Deleting the Integration

To delete the cloudwatch2humio integration, you need to find its stack in Services > CloudFormation, and click its Delete button.

The most common error that happens when trying to delete the stack concerns the S3 bucket associated with CloudTrail. (Note: This S3 bucket is only created if the parameter EnableCloudWatchLogsAutoSubscription is set to true.) As this bucket gathers events, it tends not to be empty, and CloudFormation is not allowed to delete a bucket which is not empty.

Delete Stack

Figure 217. Delete Stack


Resources

Figure 218. Resources


To fix this error and delete the stack, go to your view of S3 buckets, Services > S3, and mark the offending bucket and click the "Empty" button.

Empty Bucket

Figure 219. Empty Bucket


Now you should be able to delete the stack. The bucket is automatically updated with CloudTrail events, so you have to make sure you empty the bucket right before deleting the stack.

How the Integration Works

The integration will install five lambda functions:

  • HumioCloudWatchLogsIngester,

  • HumioCloudWatchLogsSubscriber,

  • HumioCloudWatchLogsBackfiller,

  • HumioCloudWatchMetricIngester,

  • HumioCloudWatchMetricStatisticsIngester.

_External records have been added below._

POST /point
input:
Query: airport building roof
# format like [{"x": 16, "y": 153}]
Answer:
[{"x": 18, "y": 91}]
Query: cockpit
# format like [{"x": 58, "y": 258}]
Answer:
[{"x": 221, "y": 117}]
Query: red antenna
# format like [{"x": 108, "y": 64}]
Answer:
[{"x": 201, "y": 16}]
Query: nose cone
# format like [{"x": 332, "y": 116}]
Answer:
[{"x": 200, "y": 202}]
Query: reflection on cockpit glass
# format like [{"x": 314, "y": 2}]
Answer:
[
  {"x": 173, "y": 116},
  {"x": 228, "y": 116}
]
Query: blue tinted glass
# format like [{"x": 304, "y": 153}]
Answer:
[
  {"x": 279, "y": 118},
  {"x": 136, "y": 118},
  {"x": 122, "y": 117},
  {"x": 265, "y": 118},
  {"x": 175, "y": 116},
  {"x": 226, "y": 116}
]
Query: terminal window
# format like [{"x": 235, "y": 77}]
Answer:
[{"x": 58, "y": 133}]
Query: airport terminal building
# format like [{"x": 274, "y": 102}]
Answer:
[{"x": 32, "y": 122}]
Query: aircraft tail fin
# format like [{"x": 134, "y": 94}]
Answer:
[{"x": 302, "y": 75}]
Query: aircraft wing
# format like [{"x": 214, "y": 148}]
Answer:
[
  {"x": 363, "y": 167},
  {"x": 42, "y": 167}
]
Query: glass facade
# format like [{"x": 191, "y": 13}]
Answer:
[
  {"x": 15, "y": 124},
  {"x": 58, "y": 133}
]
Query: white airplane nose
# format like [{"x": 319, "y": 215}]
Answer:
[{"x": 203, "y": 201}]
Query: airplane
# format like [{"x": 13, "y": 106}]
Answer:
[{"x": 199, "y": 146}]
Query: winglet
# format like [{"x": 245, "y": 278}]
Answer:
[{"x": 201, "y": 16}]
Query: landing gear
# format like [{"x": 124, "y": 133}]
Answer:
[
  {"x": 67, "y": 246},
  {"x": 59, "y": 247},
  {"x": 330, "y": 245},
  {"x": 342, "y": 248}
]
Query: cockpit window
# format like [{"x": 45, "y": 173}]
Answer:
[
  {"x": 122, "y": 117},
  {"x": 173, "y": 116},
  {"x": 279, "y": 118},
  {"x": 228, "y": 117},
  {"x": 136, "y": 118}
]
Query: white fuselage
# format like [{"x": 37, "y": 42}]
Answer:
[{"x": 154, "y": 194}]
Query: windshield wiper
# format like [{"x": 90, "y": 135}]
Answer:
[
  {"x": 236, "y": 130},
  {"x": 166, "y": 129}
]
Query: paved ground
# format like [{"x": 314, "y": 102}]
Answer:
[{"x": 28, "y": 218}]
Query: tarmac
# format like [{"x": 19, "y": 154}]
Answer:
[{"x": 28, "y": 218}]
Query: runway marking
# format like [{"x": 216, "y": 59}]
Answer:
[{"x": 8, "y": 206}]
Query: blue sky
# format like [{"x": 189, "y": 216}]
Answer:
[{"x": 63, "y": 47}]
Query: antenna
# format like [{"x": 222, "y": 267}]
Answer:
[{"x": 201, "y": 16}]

If EnableCloudWatchLogsAutoSubscription is set to true, then the CloudFormation template will also set up CloudTrail and a S3 bucket for your account. This is needed to trigger the HumioCloudWatchLogsSubscriber lambda automatically to newly created log groups.

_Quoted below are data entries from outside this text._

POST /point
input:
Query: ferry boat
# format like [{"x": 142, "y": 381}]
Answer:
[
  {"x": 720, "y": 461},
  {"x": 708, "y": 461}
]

If EnableCloudWatchLogsBackfillerAutoRun is set to true, then the CloudFormation template will also create a custom resource named HumioBackfillerAutoRunner. This is needed to trigger the HumioCloudWatchLogsBackfiller lambda automatically when created, which will subscribe the HumioCloudWatchLogsSubscriber to all present log groups in your account, and override any already existing subscriptions.

The HumioLambdaLogRetention parameter determines how many days the logs for the integration's lambda functions are stored in CloudWatch.

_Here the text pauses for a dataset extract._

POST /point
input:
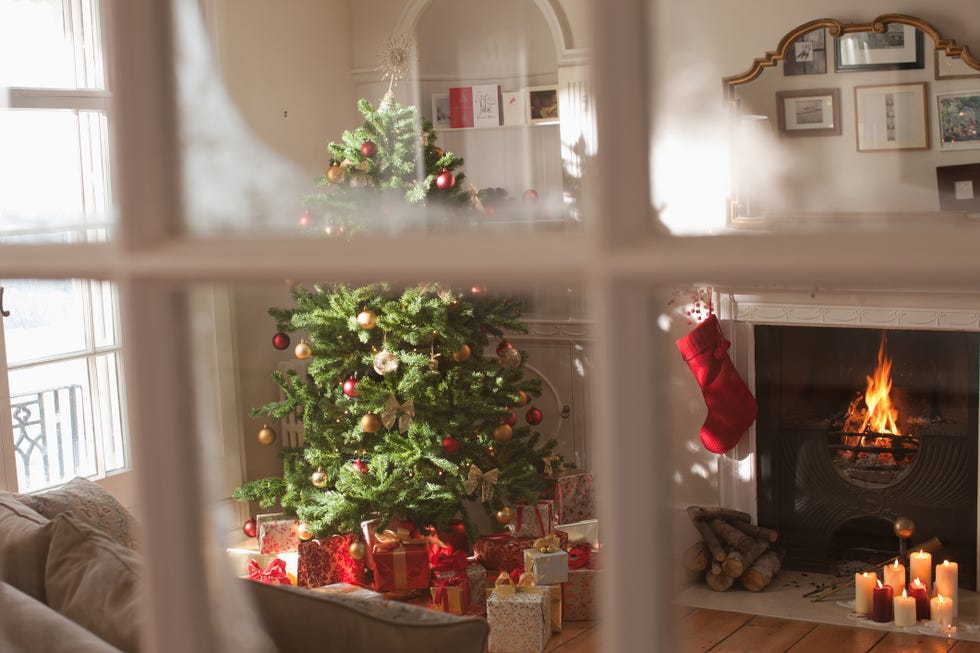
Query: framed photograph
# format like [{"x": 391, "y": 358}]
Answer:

The HumioLambdaLogLevel parameter determines which logs from the lambda functions are logged in Cloudwatch. The parameter may be set to one of the following log-levels:

  • DEBUG — Used in relation to diagnosing problems.

  • INFO — Used in relation to expected behavior.

  • WARNING — Used in relation to unexpected behavior.

  • ERROR — Used in relation to errors.

  • CRITICAL — Used in relation to serious errors. No logs in the integration are considered critical, so selecting this option will disable all logs created by code from the lambda functions.

See the python docs for more information regarding the logging library used by the lambda functions.

HumioCloudWatchLogsIngester

This lambda handles the delivery of your CloudWatch log events to Humio.

HumioCloudWatchLogsSubscriber

This lambda will subscribe the HumioCloudWatchLogsIngester to a log group every time a new one is created. This is done by filtering CloudTrail events and triggering the HumioCloudWatchLogsSubscriber lambda every time a new log group is created.

HumioCloudWatchLogsBackfiller

This function will paginate through your existing CloudWatch log groups and subscribe the HumioCloudWatchLogsIngester to every single one unless a prefix has been specified.

Note

Beware that the function also will delete all current subscriptions to any targeted log groups! This will ruin any current infrastructure set up with subscriptions to these. Log groups will be targeted based on the HumioCloudWatchLogsSubscriptionPrefix which is set in the launch parameters.

HumioCloudWatchMetricIngester

This lambda handles the delivery of your CloudWatch metrics to Humio. This lambda uses the GetMetricData action from the CloudWatch API reference.

HumioCloudWatchMetricStatisticsIngester

This lambda can also handle the delivery of your CloudWatch metrics to Humio. This lambda uses the GetMetricStatistics action from the CloudWatch API reference.